Resilience is one of the greatest survival skills. It
helps you both psychologically and physically in the long-run. While it
can’t make your problems go away, it can help you endure any sort of
hardship – like traumatic events, loss, illness, disaster, the death of a
loved one, or any other setback or challenge.
Resilience is about enlisting your inner strengths, and harnessing your healthy coping mechanisms, so that you keep functioning without getting over-anxious, depressed, overwhelmed or apathetic.
Here are 8 tips to help you learn how to bounce back when some misfortune strikes, or when you are faced with a challenge:
Maintain your hopefulness. Even though the picture may look grim for now, think back to all the challenges that you have encountered and overcome in your life so far, to gain hope and optimism that a solution will be found and remember that any wound, no matter how big it seems right now, will heal in time.
Learn to be more stoical about life. Accept
that unwanted events, sudden changes in circumstances are a part of
life, and instead of clinging to your belief of how things “ought to be”
learn to adapt, tolerate and even welcome your problems. Sometimes,
problems are teachers and help us grow and become hardier and wiser.
Take some distance from the event, misfortune or challenge and
try to view it as happening to someone else. How would you help that
person cope? What would you advise him/her to do? Follow your own
advice. There are many angles from which you can view a situation.
Taking some distance, becoming an observer rather than a participant may
give you the strength but also the problem-solving resources to
overcome your challenge. Resilience requires flexibility, not holding
onto rigidly to only one point of view.
Reach out to your friends or other support groups. You
don’t have to go it alone. A friend’s advice, help or even willing ear
or shoulder to cry on may help you re-organize better your inner
resources. Feeling connected helps empower people in times of hardship.
Offering help to others does the same. Help others in need, you will get
empowered as much as they!
Take appropriate action.You
don’t have to know the whole solution, you don’t have to examine all
the parameters before you take some action in a positive direction.

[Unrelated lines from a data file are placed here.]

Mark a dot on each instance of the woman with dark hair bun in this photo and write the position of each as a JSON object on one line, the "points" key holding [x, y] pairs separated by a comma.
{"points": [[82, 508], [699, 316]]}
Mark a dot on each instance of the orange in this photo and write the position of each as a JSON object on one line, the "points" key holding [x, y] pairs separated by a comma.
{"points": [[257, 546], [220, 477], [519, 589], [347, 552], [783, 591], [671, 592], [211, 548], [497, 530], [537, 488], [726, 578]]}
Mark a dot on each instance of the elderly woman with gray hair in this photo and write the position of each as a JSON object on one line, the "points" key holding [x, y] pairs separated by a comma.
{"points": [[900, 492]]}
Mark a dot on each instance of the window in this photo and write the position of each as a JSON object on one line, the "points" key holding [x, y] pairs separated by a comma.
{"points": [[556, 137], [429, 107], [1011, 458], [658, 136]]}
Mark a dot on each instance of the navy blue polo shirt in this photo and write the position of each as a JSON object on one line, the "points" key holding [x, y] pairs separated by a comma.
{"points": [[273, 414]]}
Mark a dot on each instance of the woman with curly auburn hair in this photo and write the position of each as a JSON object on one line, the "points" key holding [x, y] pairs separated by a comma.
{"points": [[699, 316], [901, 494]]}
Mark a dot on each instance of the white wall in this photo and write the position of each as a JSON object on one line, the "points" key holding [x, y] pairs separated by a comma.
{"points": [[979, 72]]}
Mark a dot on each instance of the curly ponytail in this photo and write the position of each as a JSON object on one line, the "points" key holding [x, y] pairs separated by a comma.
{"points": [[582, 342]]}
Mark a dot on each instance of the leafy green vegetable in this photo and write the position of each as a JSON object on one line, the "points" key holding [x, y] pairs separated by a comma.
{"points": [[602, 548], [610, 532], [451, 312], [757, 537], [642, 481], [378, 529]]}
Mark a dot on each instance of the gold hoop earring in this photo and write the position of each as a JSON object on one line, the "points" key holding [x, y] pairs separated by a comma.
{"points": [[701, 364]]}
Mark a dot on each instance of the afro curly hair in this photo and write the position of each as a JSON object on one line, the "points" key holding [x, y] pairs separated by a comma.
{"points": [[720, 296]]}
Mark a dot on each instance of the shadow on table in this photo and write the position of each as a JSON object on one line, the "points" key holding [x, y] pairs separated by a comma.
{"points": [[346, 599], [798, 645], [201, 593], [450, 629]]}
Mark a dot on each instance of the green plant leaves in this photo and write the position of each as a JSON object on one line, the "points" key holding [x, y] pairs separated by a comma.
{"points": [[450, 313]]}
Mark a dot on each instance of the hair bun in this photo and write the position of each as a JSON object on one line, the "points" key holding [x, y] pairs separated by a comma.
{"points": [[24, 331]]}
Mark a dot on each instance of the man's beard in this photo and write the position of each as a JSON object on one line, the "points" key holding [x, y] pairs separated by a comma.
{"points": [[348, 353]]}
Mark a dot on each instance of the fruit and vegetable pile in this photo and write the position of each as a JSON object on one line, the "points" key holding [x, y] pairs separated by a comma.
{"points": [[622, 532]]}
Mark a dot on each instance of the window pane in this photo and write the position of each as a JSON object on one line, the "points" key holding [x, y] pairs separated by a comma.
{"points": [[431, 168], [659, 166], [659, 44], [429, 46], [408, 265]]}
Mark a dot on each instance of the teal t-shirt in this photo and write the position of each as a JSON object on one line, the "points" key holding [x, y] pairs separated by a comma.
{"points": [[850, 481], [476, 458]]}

Small steps can help you greatly to feel that you are gaining control of
the situation. Play it by ear for a while, test what works and what
doesn’t.
Remember to laugh. Every
challenge, every misfortune has its comical side. Use humor to lighten
up. Think of how comedians can describe a tragic situation in ways that
make you laugh. It’s a great coping mechanism, a relaxing break from
serious thinking, worrying or grieving.
Don’t neglect yourself. Take
good care of your nutrition, sleep, and home environment. Create
relaxation time, see friends, do things that please you, like relaxing
hobbies, or going to the gym.
Maintain your vision and sense of purpose. Setbacks
create havoc, sometimes, emotional upheaval and tend to require all of
our attention. We tend to obsess about our problem, as if it’s the only
thing going on in our lives. It’s good to continue to keep in mind your
long-term personal goals, visions, the things that make your life
meaningful and focus back on all these areas that provided joy, hope and
a sense of accomplishment before the upsetting event. It will help
create a sense of balance in your life.
Finally, remember that “this too shall pass”. Repeating this often to yourself will have a soothing and healing effect and boost your resilience.